USE OF SMALL SCALE MAGNETIZED CHANNELS FOR HIGH RECOVERY SEPARATION OF SMALL DIAMETER IRON PARTICLES
Sebastian Cline, University of British Columbia; Sanja Miskovic, University of British Columbia; Utkan Caliskan, University of British Columbia; Siddharth Ganapathy, University of British Columbia; Kenneth Pacardo, University of British Columbia; Juan Lucero Cabezas, University of British Columbia
The environmental and economic challenges faced in the extraction of fine iron particles presents a need for efficient and low environmental impact separation technologies.

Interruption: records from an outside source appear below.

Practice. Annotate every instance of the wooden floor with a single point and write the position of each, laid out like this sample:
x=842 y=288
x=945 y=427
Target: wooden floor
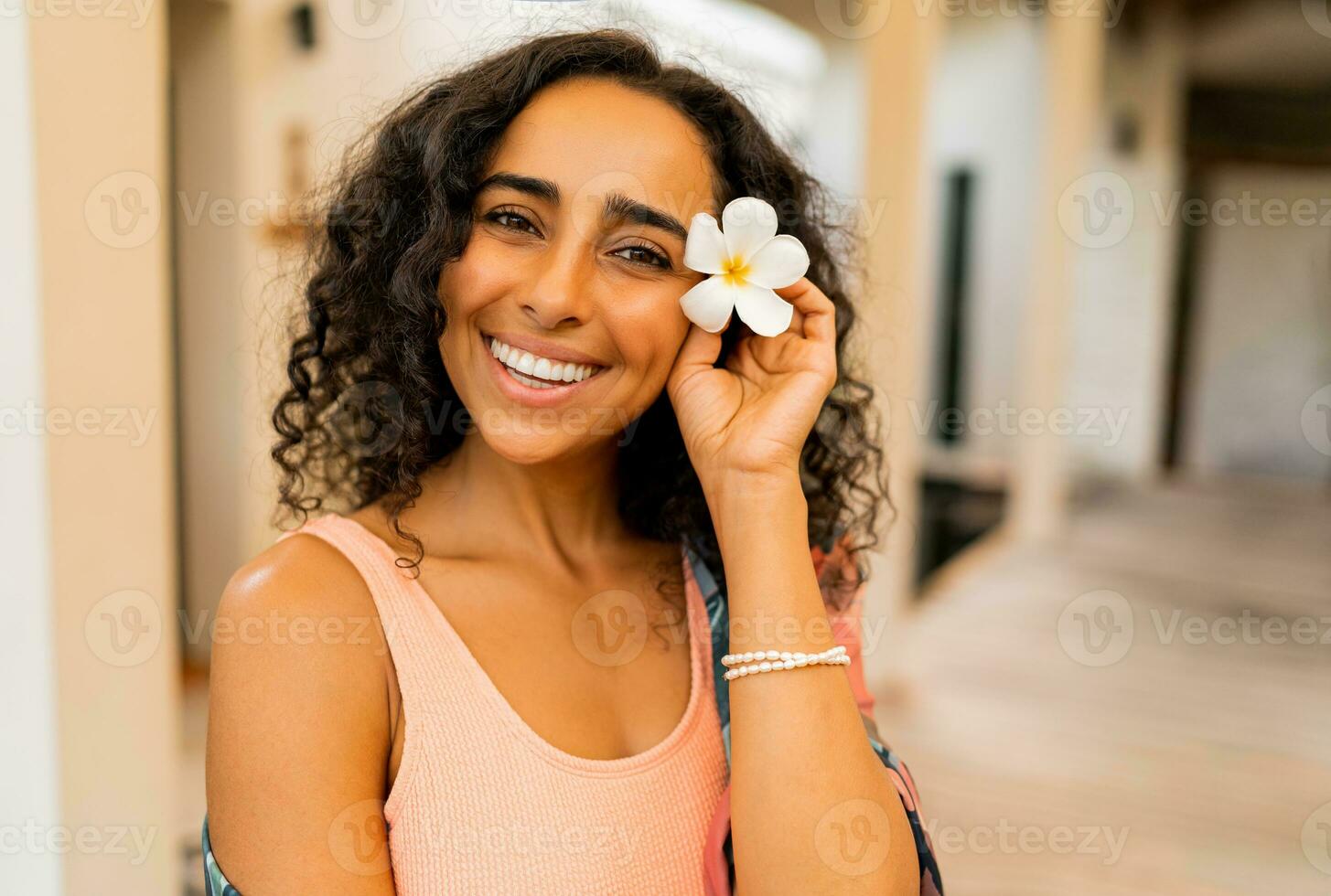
x=1186 y=767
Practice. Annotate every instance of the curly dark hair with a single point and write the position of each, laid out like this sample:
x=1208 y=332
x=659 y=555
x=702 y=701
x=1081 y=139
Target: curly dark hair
x=366 y=346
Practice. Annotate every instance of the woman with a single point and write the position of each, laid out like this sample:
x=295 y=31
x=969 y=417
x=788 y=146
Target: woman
x=508 y=674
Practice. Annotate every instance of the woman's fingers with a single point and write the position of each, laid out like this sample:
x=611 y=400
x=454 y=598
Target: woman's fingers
x=815 y=315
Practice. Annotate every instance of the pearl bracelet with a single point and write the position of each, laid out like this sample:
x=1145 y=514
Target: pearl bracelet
x=760 y=661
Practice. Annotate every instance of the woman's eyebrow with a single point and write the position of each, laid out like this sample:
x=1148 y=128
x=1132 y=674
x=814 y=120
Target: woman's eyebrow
x=537 y=187
x=617 y=205
x=622 y=208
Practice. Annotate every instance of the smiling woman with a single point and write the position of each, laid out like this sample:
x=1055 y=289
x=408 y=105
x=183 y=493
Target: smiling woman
x=524 y=462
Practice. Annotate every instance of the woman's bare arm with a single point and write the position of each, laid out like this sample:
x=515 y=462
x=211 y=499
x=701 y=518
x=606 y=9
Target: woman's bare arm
x=813 y=810
x=298 y=730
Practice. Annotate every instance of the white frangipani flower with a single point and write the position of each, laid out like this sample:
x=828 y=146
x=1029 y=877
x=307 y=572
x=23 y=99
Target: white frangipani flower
x=746 y=262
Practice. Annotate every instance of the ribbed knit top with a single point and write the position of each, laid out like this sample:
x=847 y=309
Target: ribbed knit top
x=483 y=805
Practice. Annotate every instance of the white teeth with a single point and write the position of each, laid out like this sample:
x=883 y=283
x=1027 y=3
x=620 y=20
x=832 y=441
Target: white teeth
x=523 y=362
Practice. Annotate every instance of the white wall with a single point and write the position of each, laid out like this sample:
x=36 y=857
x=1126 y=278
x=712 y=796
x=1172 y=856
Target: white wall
x=28 y=776
x=1263 y=328
x=983 y=116
x=1125 y=289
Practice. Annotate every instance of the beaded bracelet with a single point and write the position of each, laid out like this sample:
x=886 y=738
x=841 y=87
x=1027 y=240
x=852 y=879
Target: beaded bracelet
x=760 y=661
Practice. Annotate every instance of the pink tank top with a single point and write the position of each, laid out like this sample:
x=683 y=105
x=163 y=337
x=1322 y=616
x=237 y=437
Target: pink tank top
x=483 y=805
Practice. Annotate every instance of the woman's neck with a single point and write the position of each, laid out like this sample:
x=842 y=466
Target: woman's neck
x=564 y=509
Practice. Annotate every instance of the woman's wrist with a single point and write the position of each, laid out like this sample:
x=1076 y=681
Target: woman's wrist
x=746 y=501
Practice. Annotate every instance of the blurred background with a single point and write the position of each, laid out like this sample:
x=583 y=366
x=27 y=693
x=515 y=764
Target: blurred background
x=1097 y=313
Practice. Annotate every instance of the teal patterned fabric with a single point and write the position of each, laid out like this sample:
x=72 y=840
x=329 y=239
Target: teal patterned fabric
x=930 y=881
x=214 y=883
x=717 y=612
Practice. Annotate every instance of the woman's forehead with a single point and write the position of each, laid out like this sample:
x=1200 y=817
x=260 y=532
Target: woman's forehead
x=591 y=137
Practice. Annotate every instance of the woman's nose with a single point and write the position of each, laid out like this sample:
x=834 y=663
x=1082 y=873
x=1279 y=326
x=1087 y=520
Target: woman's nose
x=561 y=292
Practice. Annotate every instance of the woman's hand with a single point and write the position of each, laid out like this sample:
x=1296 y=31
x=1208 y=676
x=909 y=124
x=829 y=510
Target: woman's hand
x=754 y=415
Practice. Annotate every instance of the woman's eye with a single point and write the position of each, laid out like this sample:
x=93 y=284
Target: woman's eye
x=643 y=255
x=512 y=221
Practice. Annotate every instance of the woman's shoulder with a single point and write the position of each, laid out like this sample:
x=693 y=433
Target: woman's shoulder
x=297 y=571
x=300 y=603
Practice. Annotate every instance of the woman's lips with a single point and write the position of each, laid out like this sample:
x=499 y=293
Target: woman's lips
x=531 y=395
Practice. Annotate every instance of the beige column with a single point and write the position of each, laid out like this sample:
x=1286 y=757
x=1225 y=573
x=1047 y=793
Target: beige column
x=99 y=102
x=1070 y=112
x=897 y=65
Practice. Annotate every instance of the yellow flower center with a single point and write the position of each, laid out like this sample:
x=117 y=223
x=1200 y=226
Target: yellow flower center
x=735 y=272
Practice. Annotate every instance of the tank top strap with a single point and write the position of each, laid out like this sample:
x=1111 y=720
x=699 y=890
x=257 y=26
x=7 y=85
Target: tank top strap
x=407 y=625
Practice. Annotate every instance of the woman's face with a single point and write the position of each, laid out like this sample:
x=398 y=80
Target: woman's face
x=575 y=257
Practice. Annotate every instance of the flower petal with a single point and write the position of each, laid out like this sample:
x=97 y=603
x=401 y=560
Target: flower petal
x=748 y=224
x=708 y=304
x=778 y=263
x=704 y=251
x=764 y=311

Specifically, a chemical treatment free low power process for the separation of small particles of iron bearing ores holds substantial promise for reducing environmental effects and optimizing mine productivity. By utilizing the ferromagnetic and paramagnetic characteristics of iron ores, magnetic separation is a common technique; however classical magnetic separation systems such as high gradient magnetic separators require multiple process sequences to generate suitably high recovery of small particle size iron ores. By utilizing small channels at the 1cm diameter scale the magnetic effects become more pronounced, theoretically allowing for the precise tuning of separation parameters over all particle sizes with high recovery. An application targeted at 50 to 500 micron particles of hematite is being developed with targeted recovery over 70% and a high grade. Initial research and development has been conducted using 3D printed test channels confirming the small scale separation principle, with research now being focused on tuning the separation parameters to target specific particle profiles. To achieve this goal, an advanced fluidics model of the particle flow through a separation chamber has been developed in OpenFOAM. By pairing this simulation with a genetic algorithm using DAKOTA key channel geometries will be identified for experimental verification. Once a geometry has been identified it is theoretically possible to target different particle profiles by altering the magnetic field intensity. The identification of an optimal geometry is expected by March of 2019 with further characterization of the use cases and tunability to follow.